Systems employing the WSP approach seek to incrementally improve water quality and security by reducing risks and increasing resilience over time. To maintain WSP effectiveness, water supply managers periodically update WSPs to integrate knowledge about prior, existing, and potential future risks. Effectively implemented WSPs may translate to positive health and other impacts. Impact evaluation has centered on a logic model developed by the Centers for Disease Control and Prevention (CDC) as well as WHO-refined indicators that compare water system performance to pre-WSP baseline conditions.

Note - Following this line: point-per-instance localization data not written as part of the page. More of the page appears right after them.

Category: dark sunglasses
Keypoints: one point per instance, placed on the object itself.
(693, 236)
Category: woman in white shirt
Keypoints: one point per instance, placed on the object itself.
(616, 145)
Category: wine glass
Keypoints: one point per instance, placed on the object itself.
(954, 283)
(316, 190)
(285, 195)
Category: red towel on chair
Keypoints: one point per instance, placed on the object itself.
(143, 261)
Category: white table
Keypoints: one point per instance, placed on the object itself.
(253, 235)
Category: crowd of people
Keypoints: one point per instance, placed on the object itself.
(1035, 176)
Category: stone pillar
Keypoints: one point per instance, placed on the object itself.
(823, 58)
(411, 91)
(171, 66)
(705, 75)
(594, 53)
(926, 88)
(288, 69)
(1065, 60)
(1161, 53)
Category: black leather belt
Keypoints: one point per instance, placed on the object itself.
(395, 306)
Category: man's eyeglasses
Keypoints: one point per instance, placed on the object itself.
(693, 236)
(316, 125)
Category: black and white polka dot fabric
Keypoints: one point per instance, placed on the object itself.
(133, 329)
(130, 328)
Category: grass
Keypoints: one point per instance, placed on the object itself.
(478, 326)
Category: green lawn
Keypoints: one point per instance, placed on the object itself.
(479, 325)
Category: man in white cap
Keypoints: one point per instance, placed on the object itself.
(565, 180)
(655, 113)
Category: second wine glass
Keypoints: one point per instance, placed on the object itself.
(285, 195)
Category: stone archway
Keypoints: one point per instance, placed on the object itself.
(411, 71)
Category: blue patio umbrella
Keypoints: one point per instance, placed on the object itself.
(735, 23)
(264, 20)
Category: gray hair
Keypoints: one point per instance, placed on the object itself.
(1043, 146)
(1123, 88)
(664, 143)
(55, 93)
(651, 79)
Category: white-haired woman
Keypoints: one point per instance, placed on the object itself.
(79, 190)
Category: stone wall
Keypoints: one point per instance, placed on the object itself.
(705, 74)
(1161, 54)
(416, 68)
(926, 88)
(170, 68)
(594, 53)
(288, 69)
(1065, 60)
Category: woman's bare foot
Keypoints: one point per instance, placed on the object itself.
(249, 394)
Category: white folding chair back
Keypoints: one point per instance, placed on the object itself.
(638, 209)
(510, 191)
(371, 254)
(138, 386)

Potential benefits of WSPs include improved cost efficiency, water quality, water conservation, regulatory compliance, operational performance, and disease reduction. Available research shows outcomes vary depending on site-specific context, and challenges remain in using WSPs to achieve lasting improvements in water safety. Future directions for WSP development include strengthening and sustaining capacity-building to achieve consistent application and quality, refining evaluation indicators to better reveal linked outcomes (including economic impacts), and incorporating social equity and climate change readiness.